Restriction of scalar commutes with taking maximal subtorus for semisimple group G

Question

I was wondering such a question: for a semisimple complex Lie group $G$, whether it is true that the maximal subtorus of $\mathrm{Res}_{\mathbb{C}/\mathbb{R}}(G)$ is $\mathrm{Res}_{\mathbb{C}/\mathbb{R}}(T)$, where $T$ is the maximal subtorus in $G$.

I think this is true because the maximal torus corresponds to the Cartan subalgebra in $\mathrm{Lie}(G)$, which is generated by semisimple elements for semisimple groups. As $\mathrm{Lie}(\mathrm{Res}_{\mathbb{C}/\mathbb{R}}(G))$ is just $\mathrm{Lie}(G)$ viewed as a real Lie algebra, and that Jordan decomposition is complex linear, the Cartan subalgebra in $\mathrm{Lie}(\mathrm{Res}_{\mathbb{C}/\mathbb{R}}(G))$ is the same as the Cartan subalgebra in $\mathrm{Lie}(G)$. My first question is whether this argument is right.

If the argument is right, there I didn't use the fact that $T$ is a split torus, so I think the above argument generalizes to any finite field extension of characteristic 0, and also generalizes to the case where $G$ is reductive. My second question is that if there is some additional detail here I need to pay attention to since I need to deal with algebraic group theory.

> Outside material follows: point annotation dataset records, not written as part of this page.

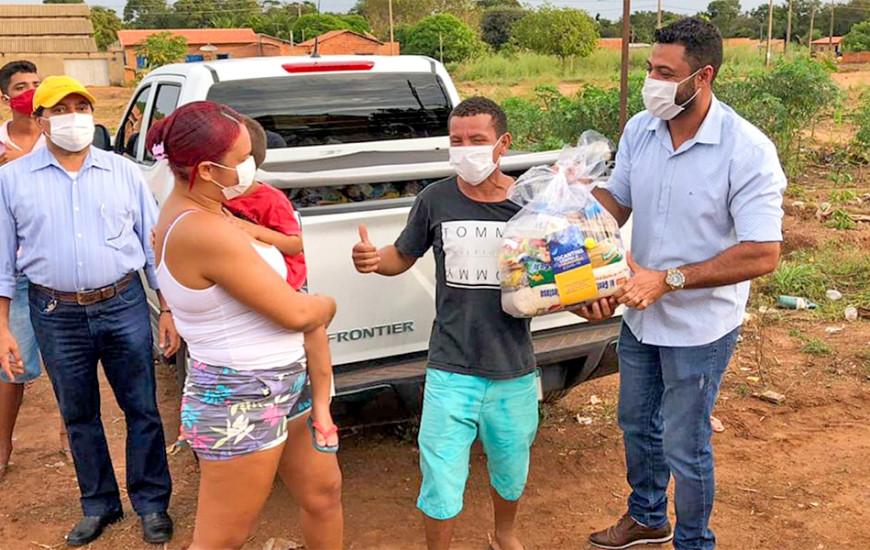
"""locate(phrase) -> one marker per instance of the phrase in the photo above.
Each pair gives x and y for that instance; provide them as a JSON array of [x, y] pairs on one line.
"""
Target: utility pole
[[392, 36], [769, 32], [623, 75]]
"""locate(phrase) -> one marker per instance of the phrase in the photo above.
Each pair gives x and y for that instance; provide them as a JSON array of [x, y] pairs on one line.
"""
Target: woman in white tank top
[[244, 327]]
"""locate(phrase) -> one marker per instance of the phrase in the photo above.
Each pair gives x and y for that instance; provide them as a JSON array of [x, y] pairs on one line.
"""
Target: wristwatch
[[675, 279]]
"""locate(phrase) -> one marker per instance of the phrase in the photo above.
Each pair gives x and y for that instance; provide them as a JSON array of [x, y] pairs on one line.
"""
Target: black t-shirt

Thanks in advance for any help.

Answer 1

One can test whether a subgroup is a maximal torus (as @YCor commented, not the maximal torus, unless you're in a commutative group) after base change, so it suffices to observe that the isomorphism $\operatorname{Res}_{\mathbb C/\mathbb R}(G)_{\mathbb C} \to G_{\mathbb C}^{\operatorname{Gal}(\mathbb C/\mathbb R)}$ (a product of copies of $G_{\mathbb C}$ indexed by the (two) elements of the absolute Galois group) carries $\operatorname{Res}_{\mathbb C/\mathbb R}(T)_{\mathbb C}$ to $T_{\mathbb C}^{\operatorname{Gal}(\mathbb C/\mathbb R)}$, which is a maximal torus in $G_{\mathbb C}^{\operatorname{Gal}(\mathbb C/\mathbb R)}$. This is fine for any separable extension of any field (not necessarily characteristic $0$), and any (smooth, linear, of finite type) group, not necessarily reductive. It fails over inseparable extensions because the inseparable Weil restriction of a non-trivial torus is not a torus (not even reductive!); this idea lies at the heart of the basic construction of pseudo-reductive groups in Conrad, Gabber, and Prasad - Pseudo-reductive groups.

If you prefer something citeable, this is Corollaire 6.19 of Borel and Tits - Groupes réductifs.